Testing Philosophy

This document covers what to test and what not to test. For how to run tests, see TESTING.md.

The Test Pyramid

                  ┌─────────────────┐
                  │   E2E Tests     │  ← PR/Deploy only (slow, expensive)
                  │   ~5% of tests  │
                  └────────┬────────┘
                           │
            ┌──────────────┴──────────────┐
            │     Integration Tests       │  ← PR gate (moderate)
            │       ~15% of tests         │
            └──────────────┬──────────────┘
                           │
  ┌────────────────────────┴────────────────────────┐
  │              Unit Tests (Fast)                  │  ← Every save/commit
  │                 ~80% of tests                   │
  └─────────────────────────────────────────────────┘

Tier 1: Fast Tests (< 5 seconds total)

When: Every file save, pre-commit hooks, continuous during development

Pure function tests (no I/O)
In-memory data structure tests
Business logic validation
Mock all external dependencies

In beads: Core logic tests using newTestStore() with in-memory SQLite

Tier 2: Integration Tests (< 30 seconds)

When: Pre-push, PR checks

Real file system operations
Git operations with temp repos
Config file parsing
CLI argument handling

In beads: Tests tagged with //go:build integration, server mode tests

Tier 3: E2E / Smoke Tests (1-5 minutes)

When: PR merge, pre-deploy, nightly

Full bd init → bd doctor → bd doctor --fix workflow
Real API calls (to staging)
Cross-platform verification

What Makes a Test "Right"

A good test:

Catches a bug you'd actually ship - not theoretical edge cases
Documents expected behavior - serves as living documentation
Runs fast enough to not skip - slow tests get disabled
Isn't duplicated elsewhere - tests one thing, one way

What to Test (Priority Matrix)

Priority	What	Why	Examples in beads
High	Core business logic	This is what users depend on	`sync`, `doctor`, `export`, `import`
High	Error paths that could corrupt data	Data loss is catastrophic	Config handling, git operations, database integrity
Medium	Edge cases from production bugs	Discovered through real issues	Orphan handling, ID collision detection
Low	Display/formatting	Visual output, can be manually verified	Table formatting, color output

What NOT to Test Extensively

Simple utility functions

Trust the language. Don't test that strings.TrimSpace works.

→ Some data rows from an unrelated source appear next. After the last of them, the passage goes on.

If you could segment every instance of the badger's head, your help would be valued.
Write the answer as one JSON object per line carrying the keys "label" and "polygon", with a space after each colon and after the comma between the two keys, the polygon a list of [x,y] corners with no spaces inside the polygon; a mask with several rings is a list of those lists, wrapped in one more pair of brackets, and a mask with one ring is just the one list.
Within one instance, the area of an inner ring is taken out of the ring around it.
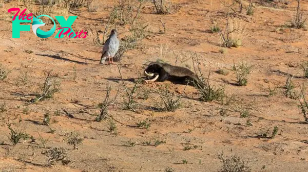
{"label": "badger's head", "polygon": [[151,80],[145,80],[145,82],[154,82],[156,81],[159,77],[161,70],[163,69],[162,66],[163,64],[159,62],[152,62],[150,63],[147,68],[144,70],[144,75],[147,77],[153,77],[155,76],[155,78]]}

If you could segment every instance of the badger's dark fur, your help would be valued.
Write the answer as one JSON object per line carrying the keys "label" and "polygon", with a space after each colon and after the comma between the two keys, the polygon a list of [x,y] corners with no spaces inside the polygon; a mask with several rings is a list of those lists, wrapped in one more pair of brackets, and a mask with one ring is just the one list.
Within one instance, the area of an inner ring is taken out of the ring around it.
{"label": "badger's dark fur", "polygon": [[195,73],[183,67],[160,62],[151,62],[145,70],[145,76],[149,77],[147,75],[149,73],[153,73],[153,76],[159,75],[156,80],[151,81],[164,82],[168,80],[174,83],[186,85],[189,81],[190,85],[194,86],[195,82],[195,84],[203,86],[202,82]]}

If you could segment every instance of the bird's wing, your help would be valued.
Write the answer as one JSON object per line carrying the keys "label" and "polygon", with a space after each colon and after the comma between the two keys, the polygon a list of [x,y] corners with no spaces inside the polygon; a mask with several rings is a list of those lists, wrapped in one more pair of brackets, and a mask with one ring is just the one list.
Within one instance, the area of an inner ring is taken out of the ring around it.
{"label": "bird's wing", "polygon": [[104,44],[104,47],[103,47],[103,53],[104,53],[105,52],[107,52],[109,48],[109,44],[110,44],[110,38],[108,38],[108,39],[105,42],[105,44]]}
{"label": "bird's wing", "polygon": [[109,43],[109,50],[112,50],[113,51],[117,52],[119,50],[119,43],[118,40],[115,39],[110,40],[110,43]]}

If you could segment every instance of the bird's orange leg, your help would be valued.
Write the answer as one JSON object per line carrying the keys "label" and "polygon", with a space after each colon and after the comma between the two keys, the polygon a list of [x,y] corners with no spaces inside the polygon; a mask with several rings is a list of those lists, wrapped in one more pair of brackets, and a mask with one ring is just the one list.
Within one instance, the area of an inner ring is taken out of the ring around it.
{"label": "bird's orange leg", "polygon": [[108,56],[108,59],[109,59],[109,64],[110,64],[111,63],[111,62],[110,61],[110,56]]}
{"label": "bird's orange leg", "polygon": [[111,57],[111,64],[113,64],[113,58]]}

Every permutation of inputs

Use table-driven tests with representative cases instead of exhaustive permutations.

// BAD: 10 separate test functions
func TestPriority0(t *testing.T) { ... }
func TestPriority1(t *testing.T) { ... }
func TestPriority2(t *testing.T) { ... }

// GOOD: One table-driven test
func TestPriorityMapping(t *testing.T) {
    cases := []struct{ in, want int }{
        {0, 4}, {1, 0}, {5, 3}, // includes boundary
    }
    for _, tc := range cases {
        t.Run(fmt.Sprintf("priority_%d", tc.in), func(t *testing.T) {
            got := mapPriority(tc.in)
            if got != tc.want { t.Errorf(...) }
        })
    }
}

Obvious behavior

Don't test "if file exists, return true" - trust the implementation.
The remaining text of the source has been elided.